Robert Todd Lincoln was the eldest of Abraham and Mary Lincoln’s four sons. When his father was elected President in 1860, Robert was in college at Harvard. He participated in some of the inaugural celebrations but returned to his studies and for the next several years visited the White House and his family. One newspaper correspondent noted that Robert was “. . .a young man of modest and agreeable manners, quiet, and with a very good share of his father’s sagacity and kindness.”
In the summer of 1864, Washington, D.C. was in the midst of one of its worst heat waves. It suffered 47 days without rain and temperatures routinely exceeding 90 degrees. Many members of Congress and prominent residents left the city to escape the heat. Even President Lincoln and his family, including Robert who was visiting, removed themselves to their summer residence at the Soldier’s Home in Northwest Washington. While the Lincoln family was at the Soldier’s Home, word of a Confederate army approaching the city began to circulate. Some of the people who had left the city began fleeing back to the perceived safety of Washington.
Although Washington was perhaps the best fortified city in the world at this time, the fortifications were of little use as they were poorly manned. The Confederate approach to Washington began in June of 1864, when Lt. Gen. Jubal Early and the Second Corps of the Army of Northern Virginia was dispatched by Confederate General Robert E. Lee; releasing them from the Confederate lines protecting Richmond, Virginia.
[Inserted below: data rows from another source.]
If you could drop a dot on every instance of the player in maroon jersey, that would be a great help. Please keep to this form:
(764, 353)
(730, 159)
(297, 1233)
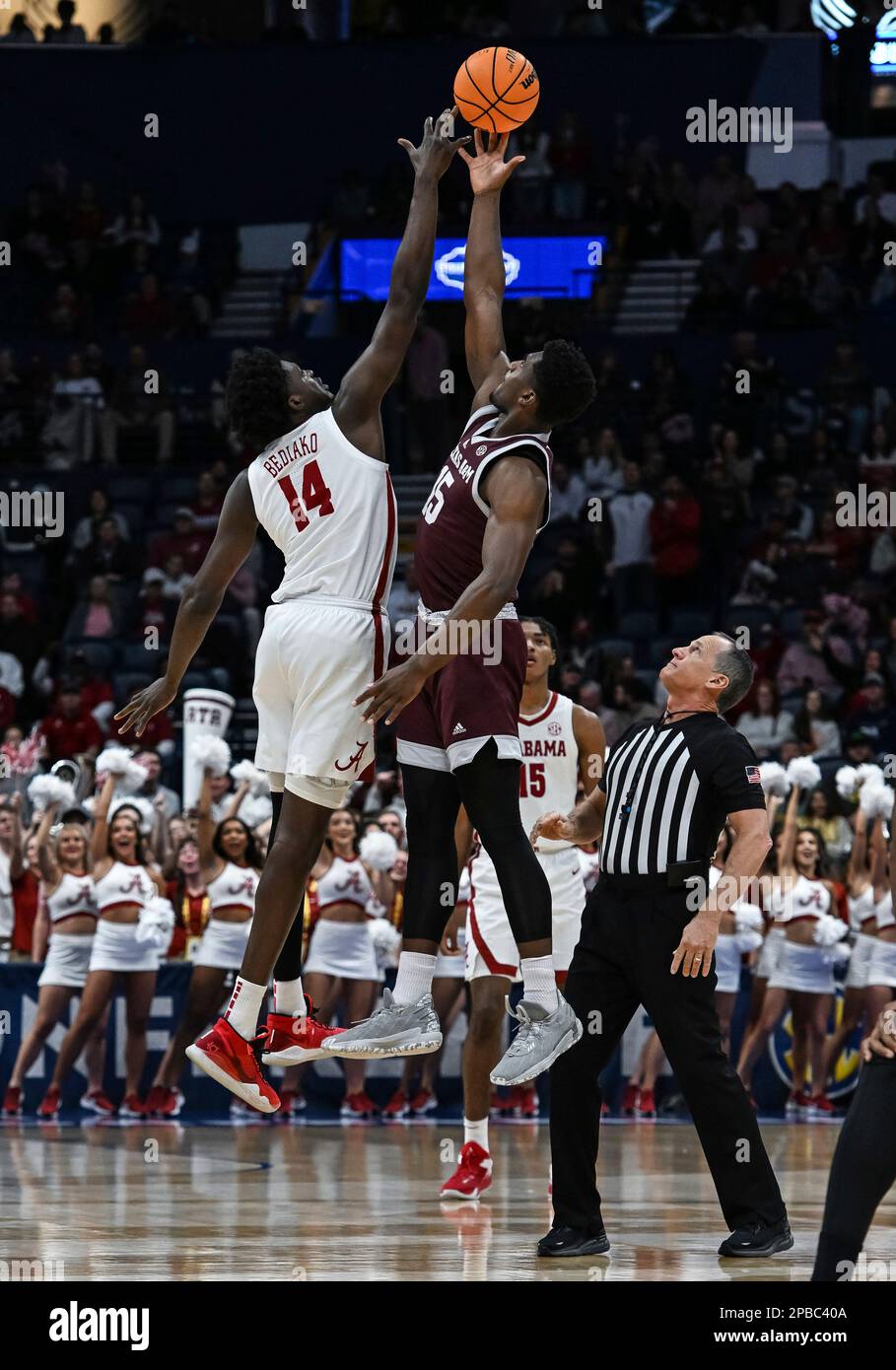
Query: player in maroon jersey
(459, 694)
General Early moved north through the Shenandoah Valley clearing it of federal troops with the goal of invading Maryland, disrupting the B&O Railroad, and threatening Washington. The Confederate hope was that a movement threatening Maryland would force General Grant to send troops to Washington reducing the threat to Richmond and perhaps embarrassing President Lincoln who was campaigning for a second term as President.
Moving up the Shenandoah Valley for a month, the Confederates entered Maryland on July 5 and turned toward Frederick, Maryland on July 7. On July 9, as Jubal Early’s Second Corps prepared to move on Washington, Major General Lew Wallace created a small Union force composed of some garrison troops and, at the last minute, two brigades of VI Corps who had been sent up from Richmond. Acting without orders but following his instincts, Wallace engaged Jubal Early at Monocacy in a battle that has come to be known as the Battle That Saved Washington. It was, perhaps, Lew Wallace’s most significant military contribution to the Civil War.
The battle on July 9 lasted from about 6 a.m. to 4 p.m. but Early’s men ultimately drove Wallace and his troops from the field. One of the men fighting with Wallace was Colonel William Seward, the son of Secretary of State, William Henry Seward. With Wallace’s men forced off the field toward Baltimore, the road to Washington was basically left clear and undefended. The battle cost Jubal Early significant time and energy in the 90 degree heat. As he marched the 40 miles toward Washington, the city was thrown into chaos. A boat was brought up the Potomac River to rescue the President, who refused to leave. In a letter after the battle, Susan Wallace described first-hand the chaos and panic that ran rampant as the Confederates approached while she waited for Lew Wallace to come and get her.
As the Confederates neared the city, Secretary of War, Edwin Stanton recalled the Lincoln family to the White House from the Soldier’s Home on the night of July 10 where he felt he could better protect the President and his family. John Hay, one of Lincoln’s favorite aides, remembered Robert Lincoln arriving at his room in the White House shortly after midnight, explaining the situation to him.
By the noon of July 11, Early was at the northeast border of the city. Because of the battle he fought against Lew Wallace, the long march and the heat, Early decided to delay his attack of the Union fortifications—especially Fort Stevens—for a day to allow his men to rest. It was a crucial decision as Grant, responding to alarms raised by Lew Wallace, dispatched the rest of the VI Corps and XIX Corps in steamships that began arriving with thousands of men on July 11 and immediately began filling the fortifications with troops. President Lincoln and his wife, Mary, rode out to observe the attack at Fort Stevens with some officers. At one point Lincoln and his party came under enemy fire that wounded a Union surgeon standing next to the President. This was the last time a President of the United States was allowed to personally observe a battle front.
Jubal Early was not able to break the Union defenses and late on July 12, he began to withdraw his forces. Immediately after the battle concluded and the threat to Washington was over citizens from Washington visited the battlefield. Included in these visitors was John Hay and Robert Lincoln who walked about the battlefield and spoke to soldiers still stationed nearby.
Those few days in July 1864, tested Lew Wallace and his men, challenged General Grant and the Union Army, likely saved the Lincoln administration great embarrassment, and changed the course of the war. Thanks to Lew Wallace’s delay of the Confederate army, The Battle That Saved Washington also offered members of the Lincoln family an opportunity to observe the war on their front doorstep.